Introduction
For starters, this report was made using the coding language known as
R, with the objective of finding out which variables determine
the success of a movie. To seek to find this answers, we used the csv
file known as movies_metadata.csv. This csv file was
obtained from Kaggle (https://www.kaggle.com/datasets/rounakbanik/the-movies-dataset/data),
and it contains a registry of over 45,000 movies, 270,000 users and over
26 million ratings. This is important, since we are looking to find
concrete answers to our question, and so using a big amount of data will
make our results more accurate.
Objectives and Variables
As previously mentioned, the main objective is to determine what
makes (or doesn’t make) a movie successful. To do this, we looked at the
variables within this dataset. These variables are the following: adult,
belongs_to_collection, budget, genres homepage, id, imdb_id,
original_language, original_title, overview, popularity, poster_path,
production_companies, production_countries, release_date, revenue,
runtime, spoken_languages, status, tagline, title video, vote_average
and vote_count. These variables range from descriptions to numerical
values, so we had to assign them a different value and judge them
differently from each other. Obviously, to determine the success of a
movie, we did not necessarily need to utilize all of these variables,
and so to do this, a cleaning process had to be made.
Cleaning Process
For this cleaning process, we had to elaborate codes with the
objective of filtering out data that is either incorrect, invalid or
simply unnecessary for our analysis. To ensure that our data is as
well-arranged as possible, I began by ordering the columns by
importance, in the manner that I thought would be easiest to understand
for the reader. Because of this, the first 2 columns are the name of the
movie, and the identification number. After this, I continued by
checking for NA values. This refers to values that weren’t recorded
properly, and so they make the analysis extremely complicated. Because
of this, I deleted these values. Next, I checked for duplicate rows, and
logically deleted the copies, to make sure that there is only one row
for each movie. Then I continued by cleaning the columns individually:
Adult: All values were assigned to either True or False. Runtime:
Deleted rows that had impossible runtimes. (Ex. 0 or 1984920 minutes.)
Vote_Average: Gave the average rating to rows with a value of 0.

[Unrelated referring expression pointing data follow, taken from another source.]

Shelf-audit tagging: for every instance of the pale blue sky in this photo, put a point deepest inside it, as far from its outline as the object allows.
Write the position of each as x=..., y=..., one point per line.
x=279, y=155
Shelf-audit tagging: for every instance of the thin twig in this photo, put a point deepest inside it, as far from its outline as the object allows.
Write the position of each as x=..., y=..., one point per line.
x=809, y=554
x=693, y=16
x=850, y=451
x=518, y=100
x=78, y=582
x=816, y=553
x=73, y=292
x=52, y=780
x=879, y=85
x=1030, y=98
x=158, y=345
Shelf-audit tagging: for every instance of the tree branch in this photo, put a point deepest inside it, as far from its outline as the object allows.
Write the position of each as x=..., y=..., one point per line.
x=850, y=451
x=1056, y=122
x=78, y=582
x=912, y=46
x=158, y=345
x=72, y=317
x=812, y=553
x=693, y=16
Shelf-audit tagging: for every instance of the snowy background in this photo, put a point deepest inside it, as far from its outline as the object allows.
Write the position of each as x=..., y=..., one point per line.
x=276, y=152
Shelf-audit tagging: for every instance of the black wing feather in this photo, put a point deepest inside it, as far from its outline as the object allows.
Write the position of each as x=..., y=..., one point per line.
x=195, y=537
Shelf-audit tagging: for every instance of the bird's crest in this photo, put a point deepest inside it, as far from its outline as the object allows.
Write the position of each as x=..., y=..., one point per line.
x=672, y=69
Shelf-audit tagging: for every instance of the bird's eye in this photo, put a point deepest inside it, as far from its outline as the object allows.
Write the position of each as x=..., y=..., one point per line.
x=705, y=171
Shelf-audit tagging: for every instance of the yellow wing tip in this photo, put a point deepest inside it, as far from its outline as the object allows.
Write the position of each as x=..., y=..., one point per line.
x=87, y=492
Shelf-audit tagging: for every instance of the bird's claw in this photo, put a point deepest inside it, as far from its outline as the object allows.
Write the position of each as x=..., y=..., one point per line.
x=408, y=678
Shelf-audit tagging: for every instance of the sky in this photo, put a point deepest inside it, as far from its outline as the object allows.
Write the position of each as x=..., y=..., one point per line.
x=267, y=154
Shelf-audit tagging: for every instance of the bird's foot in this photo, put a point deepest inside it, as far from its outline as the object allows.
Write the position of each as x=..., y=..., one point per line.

Collection: Deleted the parts of the column that I deemed unnecessary
(Ex. Parentheses and Collection IDs) Genres, Companies, Countries,
Languages: I separated the different values assigned to the movie into
different columns, as well as graphed the top 20 of each category.
Poster_Path, Tagline, Video: I deleted these columns since I deemed them
unnecessary. The remaining columns were left untouched, since I
considered that they were both clean, and relevant to the analysis I was
trying to do.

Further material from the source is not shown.